Court Opinion

ID: 3239658
Source: CourtListenerOpinion
Date Created: 2016-07-05 16:13:20.392096+00
Date Added: 2024-06-11T07:40:32.025762
License: Public Domain

The general affirmative charge should not be given when there are adverse inferences that are reasonable. McMillan v. Aiken,205 Ala. 35, 40, 88 So. 135. There were such inferences that prevented the giving of such instructions. The case of First National Bank v. Nelson, 105 Ala. 180, 16 So. 707, involved a controversy between Mrs. Nelson and the bank for money used by the husband in payment of his debts to the bank.
Refused charge 2, when referred to the evidence, was incorrect or misleading. If the wife did not deliver the check to the husband with the intent of parting with her legal title to the proceeds thereof, and the husband breached her instructions in the deposit thereof, this did not divest her of title.
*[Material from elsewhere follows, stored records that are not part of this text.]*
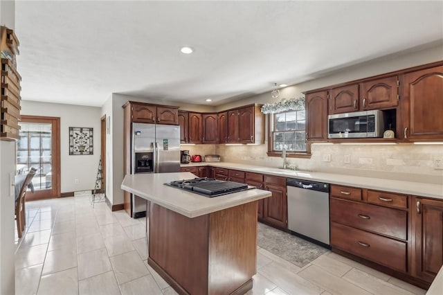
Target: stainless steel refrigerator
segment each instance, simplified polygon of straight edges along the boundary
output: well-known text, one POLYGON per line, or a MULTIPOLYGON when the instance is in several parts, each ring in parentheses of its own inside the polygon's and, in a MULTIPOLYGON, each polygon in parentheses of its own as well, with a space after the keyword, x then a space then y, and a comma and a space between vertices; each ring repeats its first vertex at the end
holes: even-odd
MULTIPOLYGON (((132 123, 131 173, 180 172, 180 126, 132 123)), ((132 217, 146 215, 146 200, 131 197, 132 217)))

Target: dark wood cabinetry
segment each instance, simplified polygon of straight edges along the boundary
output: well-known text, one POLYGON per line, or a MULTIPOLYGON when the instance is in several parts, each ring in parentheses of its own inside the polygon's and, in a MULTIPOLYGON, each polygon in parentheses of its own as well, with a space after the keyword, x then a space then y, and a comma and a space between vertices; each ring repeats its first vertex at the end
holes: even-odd
POLYGON ((132 122, 150 124, 178 125, 179 111, 174 107, 162 107, 130 102, 132 122))
POLYGON ((228 143, 228 112, 219 113, 219 143, 228 143))
POLYGON ((228 111, 228 143, 238 143, 238 110, 228 111))
POLYGON ((281 229, 287 229, 286 178, 264 175, 264 190, 270 191, 272 195, 264 201, 263 222, 281 229))
POLYGON ((201 143, 203 123, 201 114, 189 113, 189 143, 201 143))
POLYGON ((327 139, 327 91, 307 93, 305 99, 306 139, 325 141, 327 139))
POLYGON ((332 88, 329 101, 329 114, 347 113, 359 110, 359 84, 332 88))
POLYGON ((399 82, 397 75, 360 84, 360 110, 386 109, 398 105, 399 82))
POLYGON ((413 275, 431 283, 443 265, 443 201, 413 197, 413 275))
POLYGON ((404 139, 443 140, 443 66, 405 74, 403 96, 404 139))
POLYGON ((217 143, 218 140, 218 116, 217 114, 203 114, 203 143, 217 143))
POLYGON ((178 117, 180 125, 180 143, 188 143, 189 139, 189 114, 186 111, 179 111, 178 117))

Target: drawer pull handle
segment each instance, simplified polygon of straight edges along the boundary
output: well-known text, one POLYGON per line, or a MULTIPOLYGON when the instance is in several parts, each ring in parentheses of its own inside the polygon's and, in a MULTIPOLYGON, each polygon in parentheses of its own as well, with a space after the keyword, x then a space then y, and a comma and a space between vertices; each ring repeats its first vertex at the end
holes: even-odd
POLYGON ((357 241, 357 244, 359 244, 361 247, 365 247, 366 248, 370 247, 369 244, 363 243, 363 242, 357 241))
POLYGON ((387 197, 379 197, 379 199, 383 202, 392 202, 392 199, 389 199, 387 197))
The charge, when applied to this evidence, justified its refusal.
The question to W. N. Estes, as to the deposit of his part of the purchase price of the land was material and tended to shed light upon the inquiry as to whom the money belonged that was deposited in the Chambers County Bank; that is to say, if his part of the fund went in payment of the Roanoke Banking Company, it was a relevant fact, and necessary to the true answer as to what fund was employed by the husband in making the deposit in his name with the Chambers County Bank.
The witness Estes was properly permitted to state the fact of whether or not the wife gave him any part of said fund or proceeds of the check.
The objection does not reach the vice of statement of conclusion.
The judgment is affirmed.
ANDERSON, C. J., and SOMERVILLE and BROWN, JJ., concur.